WVU football notebook: Alston resurfaces at right time
By John Harris
Published: Saturday, November 24, 2012, 10:34 p.m.
Updated: Saturday, November 24, 2012
AMES, Iowa — West Virginia senior running back Shawne Alston reached 100 yards rushing for the second time this season.
Alston's career-high 130-yard, one-touchdown performance in the Mountaineers' 31-24 win Friday at Iowa State was his best outing since the opener. He had 100 yards rushing against Marshall.
Ask Alston about the rest of his season, and he sums it up in one word:
“Miserable,” Alston said.
Alston has been sidelined for much of the season with a bruised thigh.
“The frustrating thing was we lost a couple of close ones” Alston said. “It was very frustrating when you have a tight game and wind up on the losing end. Last year we had a couple tight games and we were able to overcome adversity.”
Alston's absence from the lineup contributed to some of those close losses. The lack of a consistent running game placed more emphasis on the passing game and put more pressure on the defense to perform.
Alston received 19 carries against Iowa State, averaging 6.8 yards per carry.
“His week leading up to this game was a lot better than it had been,” WVU coach Dana Holgorsen said. “Obviously, I didn't want to put that out in the media because it would have given them something a little bit more to prepare for.
“With him back there, we're better.”
Austin gets his carries
Alston's emergence didn't reduce Tavon Austin's new-found role in the Mountaineers' running game.
A week ago, Austin carried 21 times for a school-record 344 yards against Oklahoma.
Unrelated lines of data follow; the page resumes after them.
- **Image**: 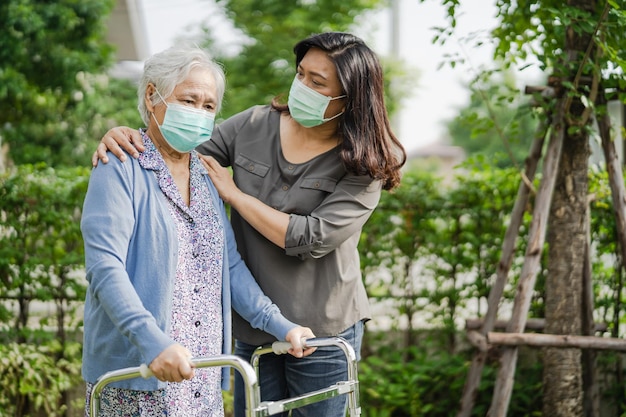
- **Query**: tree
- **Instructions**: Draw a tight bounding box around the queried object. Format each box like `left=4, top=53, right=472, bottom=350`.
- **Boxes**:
left=447, top=68, right=540, bottom=168
left=0, top=0, right=142, bottom=168
left=430, top=0, right=626, bottom=415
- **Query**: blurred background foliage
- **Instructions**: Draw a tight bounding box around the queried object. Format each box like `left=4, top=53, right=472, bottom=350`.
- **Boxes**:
left=0, top=0, right=143, bottom=167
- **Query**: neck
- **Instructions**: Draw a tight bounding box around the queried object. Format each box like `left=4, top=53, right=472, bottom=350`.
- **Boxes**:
left=290, top=116, right=340, bottom=144
left=158, top=143, right=189, bottom=164
left=146, top=126, right=189, bottom=164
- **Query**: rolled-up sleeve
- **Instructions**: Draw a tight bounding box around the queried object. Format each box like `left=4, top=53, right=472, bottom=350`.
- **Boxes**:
left=285, top=174, right=382, bottom=259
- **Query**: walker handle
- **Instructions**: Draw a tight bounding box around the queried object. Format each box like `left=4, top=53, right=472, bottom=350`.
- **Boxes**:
left=139, top=363, right=153, bottom=378
left=272, top=338, right=309, bottom=355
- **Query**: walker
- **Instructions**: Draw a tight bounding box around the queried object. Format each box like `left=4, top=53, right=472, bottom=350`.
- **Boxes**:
left=89, top=337, right=361, bottom=417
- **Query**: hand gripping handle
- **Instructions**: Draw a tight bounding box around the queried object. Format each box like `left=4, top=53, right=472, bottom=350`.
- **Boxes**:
left=271, top=337, right=309, bottom=355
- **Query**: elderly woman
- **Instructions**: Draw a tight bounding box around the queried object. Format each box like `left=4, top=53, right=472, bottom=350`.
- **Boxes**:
left=80, top=46, right=314, bottom=417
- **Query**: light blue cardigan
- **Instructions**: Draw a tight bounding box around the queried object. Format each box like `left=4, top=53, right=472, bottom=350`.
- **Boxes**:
left=81, top=143, right=296, bottom=390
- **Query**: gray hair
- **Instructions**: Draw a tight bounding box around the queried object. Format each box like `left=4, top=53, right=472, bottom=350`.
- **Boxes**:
left=137, top=45, right=226, bottom=125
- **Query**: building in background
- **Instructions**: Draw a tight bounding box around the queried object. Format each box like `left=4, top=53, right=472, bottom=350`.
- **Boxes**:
left=105, top=0, right=148, bottom=80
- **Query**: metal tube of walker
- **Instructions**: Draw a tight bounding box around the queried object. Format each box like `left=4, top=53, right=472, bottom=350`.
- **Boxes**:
left=262, top=337, right=361, bottom=416
left=89, top=355, right=260, bottom=417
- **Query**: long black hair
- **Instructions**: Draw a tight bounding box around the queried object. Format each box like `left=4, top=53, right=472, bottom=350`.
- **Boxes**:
left=273, top=32, right=406, bottom=190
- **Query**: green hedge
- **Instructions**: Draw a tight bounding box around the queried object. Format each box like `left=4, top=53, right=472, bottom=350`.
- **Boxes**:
left=2, top=160, right=626, bottom=415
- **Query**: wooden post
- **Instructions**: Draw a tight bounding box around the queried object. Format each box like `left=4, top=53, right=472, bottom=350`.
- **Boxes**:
left=465, top=318, right=606, bottom=333
left=456, top=121, right=548, bottom=417
left=486, top=332, right=626, bottom=351
left=487, top=97, right=567, bottom=417
left=582, top=205, right=599, bottom=417
left=595, top=92, right=626, bottom=416
left=598, top=93, right=626, bottom=278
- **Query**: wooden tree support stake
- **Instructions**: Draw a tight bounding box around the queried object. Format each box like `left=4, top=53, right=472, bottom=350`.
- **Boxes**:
left=465, top=318, right=607, bottom=333
left=486, top=332, right=626, bottom=352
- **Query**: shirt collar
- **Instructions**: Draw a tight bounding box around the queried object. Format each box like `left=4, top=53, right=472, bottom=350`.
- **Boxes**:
left=138, top=129, right=166, bottom=171
left=138, top=129, right=204, bottom=174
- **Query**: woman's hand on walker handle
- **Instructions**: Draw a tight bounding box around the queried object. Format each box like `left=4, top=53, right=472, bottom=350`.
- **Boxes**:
left=91, top=126, right=144, bottom=167
left=285, top=326, right=316, bottom=358
left=149, top=343, right=195, bottom=382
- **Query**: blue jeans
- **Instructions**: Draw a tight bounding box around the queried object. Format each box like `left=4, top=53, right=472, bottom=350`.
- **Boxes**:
left=233, top=321, right=364, bottom=417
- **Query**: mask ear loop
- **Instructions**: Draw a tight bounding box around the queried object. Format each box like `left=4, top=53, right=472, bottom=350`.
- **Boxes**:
left=145, top=83, right=168, bottom=125
left=323, top=109, right=344, bottom=123
left=149, top=86, right=170, bottom=139
left=153, top=87, right=168, bottom=109
left=323, top=95, right=347, bottom=122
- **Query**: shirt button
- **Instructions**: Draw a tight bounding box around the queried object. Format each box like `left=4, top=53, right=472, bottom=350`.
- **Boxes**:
left=195, top=320, right=201, bottom=327
left=195, top=391, right=201, bottom=398
left=314, top=182, right=320, bottom=188
left=288, top=165, right=294, bottom=170
left=248, top=164, right=255, bottom=171
left=282, top=185, right=289, bottom=191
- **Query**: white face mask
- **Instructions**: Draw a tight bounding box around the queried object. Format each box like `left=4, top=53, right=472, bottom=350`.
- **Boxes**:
left=287, top=76, right=346, bottom=128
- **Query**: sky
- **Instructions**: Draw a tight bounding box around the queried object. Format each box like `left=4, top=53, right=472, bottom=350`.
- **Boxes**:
left=136, top=0, right=532, bottom=154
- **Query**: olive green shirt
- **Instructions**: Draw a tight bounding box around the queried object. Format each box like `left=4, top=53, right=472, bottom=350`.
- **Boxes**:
left=197, top=105, right=379, bottom=345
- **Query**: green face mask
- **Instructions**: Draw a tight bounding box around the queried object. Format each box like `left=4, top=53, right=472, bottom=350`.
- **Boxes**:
left=153, top=89, right=215, bottom=153
left=287, top=76, right=346, bottom=128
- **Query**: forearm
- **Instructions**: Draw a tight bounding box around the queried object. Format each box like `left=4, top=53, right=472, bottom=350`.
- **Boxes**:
left=228, top=190, right=290, bottom=249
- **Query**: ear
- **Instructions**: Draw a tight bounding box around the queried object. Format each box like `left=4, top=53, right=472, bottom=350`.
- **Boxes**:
left=145, top=83, right=157, bottom=113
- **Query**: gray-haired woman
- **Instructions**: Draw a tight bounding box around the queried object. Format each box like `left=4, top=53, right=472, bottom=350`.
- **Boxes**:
left=81, top=45, right=314, bottom=417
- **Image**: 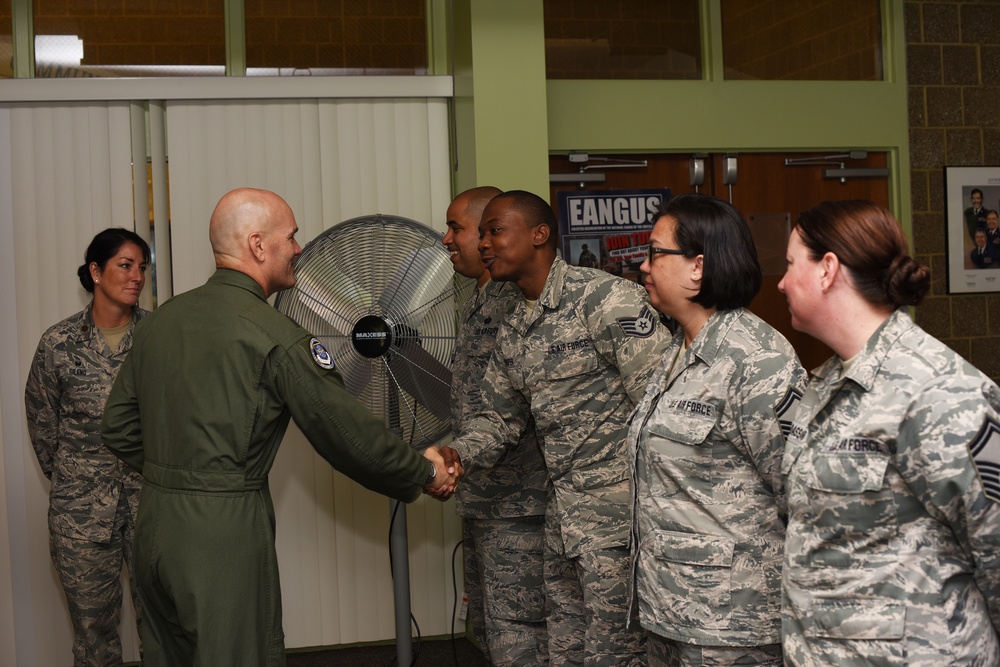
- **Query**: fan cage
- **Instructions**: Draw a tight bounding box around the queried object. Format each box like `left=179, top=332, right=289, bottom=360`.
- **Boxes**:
left=275, top=214, right=475, bottom=448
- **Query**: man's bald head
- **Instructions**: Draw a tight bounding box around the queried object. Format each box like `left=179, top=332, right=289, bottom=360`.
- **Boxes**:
left=208, top=188, right=302, bottom=297
left=210, top=188, right=290, bottom=264
left=449, top=186, right=502, bottom=227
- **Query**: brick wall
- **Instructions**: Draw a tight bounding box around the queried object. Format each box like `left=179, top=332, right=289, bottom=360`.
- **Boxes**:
left=32, top=0, right=225, bottom=70
left=245, top=0, right=426, bottom=73
left=543, top=0, right=702, bottom=79
left=907, top=0, right=1000, bottom=381
left=722, top=0, right=882, bottom=80
left=0, top=0, right=10, bottom=78
left=27, top=0, right=425, bottom=76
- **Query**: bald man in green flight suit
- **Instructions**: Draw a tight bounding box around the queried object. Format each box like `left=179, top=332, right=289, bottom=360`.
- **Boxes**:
left=101, top=188, right=461, bottom=667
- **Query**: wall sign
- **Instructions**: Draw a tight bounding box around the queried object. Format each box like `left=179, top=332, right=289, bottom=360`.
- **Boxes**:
left=557, top=188, right=671, bottom=282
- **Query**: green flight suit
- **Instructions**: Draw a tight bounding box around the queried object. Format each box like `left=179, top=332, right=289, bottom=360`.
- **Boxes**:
left=101, top=269, right=430, bottom=667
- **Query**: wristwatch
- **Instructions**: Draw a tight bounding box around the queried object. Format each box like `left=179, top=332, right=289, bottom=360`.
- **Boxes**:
left=426, top=460, right=437, bottom=485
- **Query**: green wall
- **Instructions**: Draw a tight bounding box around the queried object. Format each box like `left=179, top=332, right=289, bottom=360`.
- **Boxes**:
left=452, top=0, right=910, bottom=229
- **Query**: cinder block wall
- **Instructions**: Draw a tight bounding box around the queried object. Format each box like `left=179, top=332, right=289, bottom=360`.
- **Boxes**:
left=907, top=0, right=1000, bottom=381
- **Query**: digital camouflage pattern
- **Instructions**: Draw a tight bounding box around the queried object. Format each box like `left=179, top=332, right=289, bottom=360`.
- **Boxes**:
left=25, top=304, right=146, bottom=540
left=451, top=257, right=667, bottom=667
left=647, top=633, right=782, bottom=667
left=544, top=544, right=644, bottom=667
left=453, top=258, right=669, bottom=558
left=452, top=279, right=549, bottom=666
left=782, top=310, right=1000, bottom=667
left=472, top=516, right=548, bottom=666
left=25, top=303, right=146, bottom=667
left=452, top=279, right=548, bottom=519
left=628, top=308, right=806, bottom=648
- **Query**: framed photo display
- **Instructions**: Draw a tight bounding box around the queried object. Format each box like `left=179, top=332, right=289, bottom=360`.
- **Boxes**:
left=945, top=166, right=1000, bottom=293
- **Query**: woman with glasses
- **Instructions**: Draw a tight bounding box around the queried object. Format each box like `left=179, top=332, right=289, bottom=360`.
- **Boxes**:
left=627, top=194, right=806, bottom=667
left=778, top=200, right=1000, bottom=665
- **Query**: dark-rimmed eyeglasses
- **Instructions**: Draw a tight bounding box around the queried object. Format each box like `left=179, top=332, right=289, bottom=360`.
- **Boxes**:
left=647, top=245, right=685, bottom=263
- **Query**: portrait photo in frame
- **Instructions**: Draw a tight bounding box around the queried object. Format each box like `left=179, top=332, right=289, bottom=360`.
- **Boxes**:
left=945, top=166, right=1000, bottom=293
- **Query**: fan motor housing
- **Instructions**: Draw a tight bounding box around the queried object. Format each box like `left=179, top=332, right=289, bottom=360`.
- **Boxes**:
left=352, top=315, right=393, bottom=358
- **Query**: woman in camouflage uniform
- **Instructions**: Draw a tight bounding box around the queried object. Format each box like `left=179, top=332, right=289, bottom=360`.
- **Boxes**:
left=778, top=200, right=1000, bottom=666
left=25, top=228, right=150, bottom=667
left=628, top=195, right=806, bottom=667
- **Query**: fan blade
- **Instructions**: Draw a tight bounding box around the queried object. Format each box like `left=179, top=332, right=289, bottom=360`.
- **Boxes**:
left=334, top=353, right=375, bottom=397
left=294, top=257, right=374, bottom=334
left=377, top=247, right=454, bottom=327
left=386, top=339, right=453, bottom=423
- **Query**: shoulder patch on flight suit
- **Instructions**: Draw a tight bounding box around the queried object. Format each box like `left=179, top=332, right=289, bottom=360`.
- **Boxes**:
left=969, top=415, right=1000, bottom=503
left=310, top=337, right=335, bottom=370
left=617, top=305, right=657, bottom=338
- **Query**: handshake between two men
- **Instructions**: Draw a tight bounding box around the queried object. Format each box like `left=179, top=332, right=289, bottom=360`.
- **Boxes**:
left=422, top=446, right=464, bottom=500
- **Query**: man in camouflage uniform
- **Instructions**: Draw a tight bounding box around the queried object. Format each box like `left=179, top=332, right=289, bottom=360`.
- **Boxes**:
left=781, top=309, right=1000, bottom=666
left=445, top=186, right=549, bottom=666
left=446, top=190, right=669, bottom=667
left=26, top=305, right=146, bottom=667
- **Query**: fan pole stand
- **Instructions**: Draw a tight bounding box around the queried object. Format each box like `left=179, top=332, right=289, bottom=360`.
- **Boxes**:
left=390, top=498, right=412, bottom=666
left=273, top=214, right=478, bottom=667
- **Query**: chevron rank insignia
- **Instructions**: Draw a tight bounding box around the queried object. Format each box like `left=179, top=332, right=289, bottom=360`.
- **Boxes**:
left=775, top=386, right=805, bottom=441
left=617, top=306, right=657, bottom=338
left=969, top=415, right=1000, bottom=503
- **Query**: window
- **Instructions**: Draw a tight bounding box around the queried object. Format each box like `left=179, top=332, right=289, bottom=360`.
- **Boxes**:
left=245, top=0, right=427, bottom=76
left=0, top=0, right=11, bottom=78
left=722, top=0, right=882, bottom=81
left=544, top=0, right=702, bottom=80
left=33, top=0, right=226, bottom=78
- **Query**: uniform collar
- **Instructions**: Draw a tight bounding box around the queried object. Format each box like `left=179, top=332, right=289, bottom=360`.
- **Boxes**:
left=536, top=256, right=567, bottom=311
left=209, top=268, right=268, bottom=302
left=72, top=303, right=100, bottom=343
left=502, top=257, right=564, bottom=332
left=811, top=309, right=911, bottom=393
left=686, top=308, right=740, bottom=365
left=74, top=302, right=144, bottom=351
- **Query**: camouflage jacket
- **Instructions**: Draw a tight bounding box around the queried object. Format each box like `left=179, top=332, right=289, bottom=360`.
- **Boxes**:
left=627, top=308, right=806, bottom=646
left=452, top=280, right=548, bottom=519
left=24, top=303, right=146, bottom=543
left=453, top=257, right=669, bottom=557
left=782, top=310, right=1000, bottom=666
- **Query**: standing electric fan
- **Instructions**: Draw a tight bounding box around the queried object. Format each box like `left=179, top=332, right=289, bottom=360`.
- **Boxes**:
left=274, top=214, right=474, bottom=666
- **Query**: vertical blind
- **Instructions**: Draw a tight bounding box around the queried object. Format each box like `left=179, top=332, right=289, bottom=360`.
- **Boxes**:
left=0, top=92, right=462, bottom=665
left=0, top=101, right=142, bottom=666
left=164, top=96, right=461, bottom=647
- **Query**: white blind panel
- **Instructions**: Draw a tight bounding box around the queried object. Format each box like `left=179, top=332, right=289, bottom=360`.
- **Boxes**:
left=0, top=102, right=141, bottom=665
left=0, top=106, right=22, bottom=667
left=167, top=98, right=451, bottom=295
left=165, top=97, right=461, bottom=650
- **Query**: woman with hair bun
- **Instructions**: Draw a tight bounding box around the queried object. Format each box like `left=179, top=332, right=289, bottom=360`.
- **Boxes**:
left=778, top=200, right=1000, bottom=666
left=25, top=228, right=150, bottom=666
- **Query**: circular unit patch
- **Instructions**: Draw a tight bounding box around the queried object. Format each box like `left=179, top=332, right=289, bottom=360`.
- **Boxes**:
left=310, top=337, right=335, bottom=370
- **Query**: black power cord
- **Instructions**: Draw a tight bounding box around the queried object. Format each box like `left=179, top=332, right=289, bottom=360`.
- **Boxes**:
left=450, top=539, right=464, bottom=667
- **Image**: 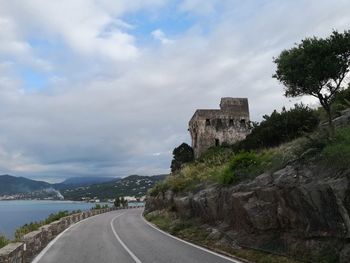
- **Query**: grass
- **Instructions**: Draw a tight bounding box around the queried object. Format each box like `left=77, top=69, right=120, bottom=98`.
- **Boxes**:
left=14, top=210, right=82, bottom=241
left=322, top=127, right=350, bottom=170
left=0, top=234, right=9, bottom=249
left=145, top=210, right=302, bottom=263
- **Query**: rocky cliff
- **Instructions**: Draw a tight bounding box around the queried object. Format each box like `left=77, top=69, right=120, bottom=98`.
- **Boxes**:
left=146, top=164, right=350, bottom=262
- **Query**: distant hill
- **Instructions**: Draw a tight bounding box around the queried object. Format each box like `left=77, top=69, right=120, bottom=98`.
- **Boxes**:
left=55, top=176, right=117, bottom=189
left=61, top=174, right=168, bottom=200
left=0, top=175, right=51, bottom=195
left=0, top=174, right=168, bottom=200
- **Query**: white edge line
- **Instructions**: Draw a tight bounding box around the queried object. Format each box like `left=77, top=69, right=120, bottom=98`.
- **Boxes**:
left=141, top=213, right=243, bottom=263
left=110, top=213, right=142, bottom=263
left=32, top=213, right=103, bottom=263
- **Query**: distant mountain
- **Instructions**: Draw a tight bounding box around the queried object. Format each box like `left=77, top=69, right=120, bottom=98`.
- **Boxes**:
left=61, top=174, right=168, bottom=201
left=56, top=176, right=117, bottom=189
left=0, top=175, right=51, bottom=195
left=0, top=174, right=168, bottom=201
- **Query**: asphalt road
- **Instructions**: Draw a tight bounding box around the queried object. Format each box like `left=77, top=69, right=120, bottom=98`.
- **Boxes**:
left=33, top=208, right=242, bottom=263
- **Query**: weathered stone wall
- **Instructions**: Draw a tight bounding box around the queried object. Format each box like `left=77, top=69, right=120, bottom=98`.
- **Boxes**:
left=146, top=165, right=350, bottom=263
left=189, top=98, right=250, bottom=158
left=0, top=207, right=122, bottom=263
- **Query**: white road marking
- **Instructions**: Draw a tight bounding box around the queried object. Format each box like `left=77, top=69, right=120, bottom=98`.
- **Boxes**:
left=110, top=213, right=142, bottom=263
left=141, top=212, right=244, bottom=263
left=32, top=213, right=98, bottom=263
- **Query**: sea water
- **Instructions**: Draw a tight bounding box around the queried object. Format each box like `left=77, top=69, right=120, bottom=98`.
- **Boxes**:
left=0, top=200, right=106, bottom=239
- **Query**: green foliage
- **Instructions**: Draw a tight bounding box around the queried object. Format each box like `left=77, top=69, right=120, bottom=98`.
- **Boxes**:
left=236, top=104, right=319, bottom=150
left=217, top=151, right=274, bottom=185
left=114, top=197, right=121, bottom=207
left=331, top=87, right=350, bottom=116
left=94, top=204, right=101, bottom=209
left=197, top=146, right=235, bottom=166
left=15, top=210, right=81, bottom=241
left=15, top=222, right=41, bottom=241
left=273, top=30, right=350, bottom=129
left=0, top=234, right=9, bottom=249
left=322, top=127, right=350, bottom=170
left=149, top=180, right=170, bottom=197
left=171, top=143, right=194, bottom=173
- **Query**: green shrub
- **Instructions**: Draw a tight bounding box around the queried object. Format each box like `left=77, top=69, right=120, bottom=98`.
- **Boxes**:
left=322, top=127, right=350, bottom=170
left=15, top=222, right=41, bottom=240
left=149, top=180, right=170, bottom=197
left=15, top=210, right=82, bottom=240
left=235, top=104, right=319, bottom=151
left=0, top=234, right=8, bottom=249
left=217, top=151, right=275, bottom=185
left=197, top=146, right=235, bottom=166
left=92, top=204, right=101, bottom=210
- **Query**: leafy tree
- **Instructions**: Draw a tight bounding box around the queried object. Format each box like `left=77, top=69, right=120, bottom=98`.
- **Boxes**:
left=114, top=197, right=121, bottom=208
left=120, top=197, right=127, bottom=208
left=273, top=30, right=350, bottom=133
left=170, top=143, right=194, bottom=173
left=236, top=104, right=319, bottom=150
left=330, top=86, right=350, bottom=115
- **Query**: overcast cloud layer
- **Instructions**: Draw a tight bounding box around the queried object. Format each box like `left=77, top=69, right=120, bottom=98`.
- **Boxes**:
left=0, top=0, right=349, bottom=182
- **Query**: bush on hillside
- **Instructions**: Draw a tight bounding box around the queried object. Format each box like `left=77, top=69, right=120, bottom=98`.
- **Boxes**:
left=217, top=151, right=273, bottom=185
left=322, top=127, right=350, bottom=170
left=236, top=103, right=319, bottom=151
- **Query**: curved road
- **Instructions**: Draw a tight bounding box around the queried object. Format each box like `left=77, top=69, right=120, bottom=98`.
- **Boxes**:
left=33, top=208, right=242, bottom=263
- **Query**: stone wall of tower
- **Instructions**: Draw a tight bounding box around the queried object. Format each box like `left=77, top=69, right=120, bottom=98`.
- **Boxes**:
left=189, top=98, right=250, bottom=158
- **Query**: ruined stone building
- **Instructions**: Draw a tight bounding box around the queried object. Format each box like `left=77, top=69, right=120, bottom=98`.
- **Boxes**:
left=189, top=98, right=250, bottom=158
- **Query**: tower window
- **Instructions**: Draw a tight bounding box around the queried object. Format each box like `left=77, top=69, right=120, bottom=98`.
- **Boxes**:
left=205, top=119, right=210, bottom=126
left=229, top=119, right=234, bottom=126
left=240, top=119, right=246, bottom=126
left=216, top=119, right=223, bottom=130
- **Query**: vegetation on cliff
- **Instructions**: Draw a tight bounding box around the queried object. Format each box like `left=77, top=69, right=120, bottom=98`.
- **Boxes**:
left=149, top=103, right=332, bottom=195
left=145, top=211, right=302, bottom=263
left=0, top=235, right=8, bottom=249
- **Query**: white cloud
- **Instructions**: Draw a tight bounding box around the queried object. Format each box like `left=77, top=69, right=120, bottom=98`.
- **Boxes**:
left=151, top=29, right=174, bottom=44
left=0, top=0, right=350, bottom=181
left=178, top=0, right=218, bottom=16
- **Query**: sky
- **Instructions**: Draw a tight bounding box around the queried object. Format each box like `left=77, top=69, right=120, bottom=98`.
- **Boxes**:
left=0, top=0, right=349, bottom=183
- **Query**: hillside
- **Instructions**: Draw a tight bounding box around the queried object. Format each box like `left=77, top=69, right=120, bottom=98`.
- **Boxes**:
left=55, top=176, right=117, bottom=189
left=0, top=175, right=51, bottom=195
left=61, top=174, right=168, bottom=200
left=146, top=123, right=350, bottom=263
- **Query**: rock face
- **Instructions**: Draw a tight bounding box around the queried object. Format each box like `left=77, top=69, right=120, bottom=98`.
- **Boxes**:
left=146, top=165, right=350, bottom=262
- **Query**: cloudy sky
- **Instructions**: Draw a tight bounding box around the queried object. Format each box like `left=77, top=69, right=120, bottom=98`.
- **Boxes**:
left=0, top=0, right=349, bottom=182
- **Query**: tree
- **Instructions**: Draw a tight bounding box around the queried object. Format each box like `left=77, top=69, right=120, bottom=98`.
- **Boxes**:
left=114, top=197, right=121, bottom=208
left=170, top=143, right=194, bottom=173
left=273, top=30, right=350, bottom=133
left=235, top=104, right=319, bottom=150
left=120, top=196, right=127, bottom=208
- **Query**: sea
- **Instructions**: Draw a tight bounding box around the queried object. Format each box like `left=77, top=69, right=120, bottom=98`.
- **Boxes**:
left=0, top=200, right=109, bottom=239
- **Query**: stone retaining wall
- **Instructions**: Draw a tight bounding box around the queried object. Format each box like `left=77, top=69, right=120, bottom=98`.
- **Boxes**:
left=0, top=207, right=120, bottom=263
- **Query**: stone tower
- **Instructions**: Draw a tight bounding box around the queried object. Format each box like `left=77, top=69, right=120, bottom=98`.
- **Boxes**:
left=189, top=98, right=250, bottom=158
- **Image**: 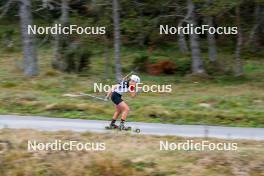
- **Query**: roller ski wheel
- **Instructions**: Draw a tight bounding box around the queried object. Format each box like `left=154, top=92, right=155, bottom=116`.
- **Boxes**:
left=134, top=128, right=140, bottom=133
left=118, top=125, right=131, bottom=131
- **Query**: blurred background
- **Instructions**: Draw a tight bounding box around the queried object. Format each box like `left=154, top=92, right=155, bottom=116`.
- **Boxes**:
left=0, top=0, right=263, bottom=127
left=0, top=0, right=264, bottom=175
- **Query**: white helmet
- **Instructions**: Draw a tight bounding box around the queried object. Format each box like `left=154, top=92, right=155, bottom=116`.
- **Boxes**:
left=130, top=75, right=140, bottom=83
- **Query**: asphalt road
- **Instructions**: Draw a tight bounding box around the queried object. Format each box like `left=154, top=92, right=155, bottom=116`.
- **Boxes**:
left=0, top=115, right=264, bottom=140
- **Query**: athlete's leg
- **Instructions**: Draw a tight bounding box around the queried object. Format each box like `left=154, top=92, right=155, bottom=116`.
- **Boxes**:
left=110, top=105, right=122, bottom=127
left=117, top=101, right=129, bottom=129
left=112, top=105, right=122, bottom=120
left=117, top=101, right=130, bottom=122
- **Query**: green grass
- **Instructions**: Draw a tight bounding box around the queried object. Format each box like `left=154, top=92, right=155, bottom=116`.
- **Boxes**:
left=0, top=47, right=263, bottom=127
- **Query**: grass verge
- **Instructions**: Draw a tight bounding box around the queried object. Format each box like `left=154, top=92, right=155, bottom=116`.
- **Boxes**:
left=0, top=129, right=264, bottom=176
left=0, top=48, right=263, bottom=127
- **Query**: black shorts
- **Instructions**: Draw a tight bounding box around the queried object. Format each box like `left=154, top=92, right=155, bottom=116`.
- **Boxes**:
left=111, top=92, right=123, bottom=105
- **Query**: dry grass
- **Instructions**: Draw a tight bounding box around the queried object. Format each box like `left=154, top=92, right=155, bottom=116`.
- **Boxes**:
left=0, top=129, right=264, bottom=176
left=0, top=49, right=264, bottom=126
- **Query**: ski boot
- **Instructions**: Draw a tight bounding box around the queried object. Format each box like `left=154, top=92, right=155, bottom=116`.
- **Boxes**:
left=119, top=123, right=131, bottom=131
left=110, top=123, right=118, bottom=129
left=105, top=123, right=118, bottom=130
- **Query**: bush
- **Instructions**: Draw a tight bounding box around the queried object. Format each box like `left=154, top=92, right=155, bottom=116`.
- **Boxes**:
left=52, top=38, right=91, bottom=73
left=175, top=58, right=191, bottom=75
left=64, top=44, right=91, bottom=73
left=132, top=54, right=149, bottom=72
left=147, top=60, right=176, bottom=75
left=205, top=60, right=233, bottom=76
left=0, top=29, right=16, bottom=52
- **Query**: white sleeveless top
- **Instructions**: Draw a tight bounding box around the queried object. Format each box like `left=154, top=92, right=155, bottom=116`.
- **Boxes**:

Austin rushed 14 times for 74 yards against Iowa State.
“We're going to come up with creative ways to get him the ball,” Holgorsen said. “They probably had two or three people that were assigned to him.
“They did a pretty good job of containing him and filling with the safeties, but we still got him the ball 20 times.”
Seniors step up
Senior quarterback Geno Smith credited the leadership of his classmates with keeping the team mentally strong during the five-game losing streak.
“I think we handled it well all year,” said Smith, WVU's career leader in passing yards and passing touchdowns. “We had a couple circumstances where the ball didn't bounce our way, and we would make some bonehead mistakes or not make enough plays to win in the end.
“I think we had the right amount of leadership throughout this tough losing streak that we had to keep guys focused and keep things in perspective. That carried a long way.”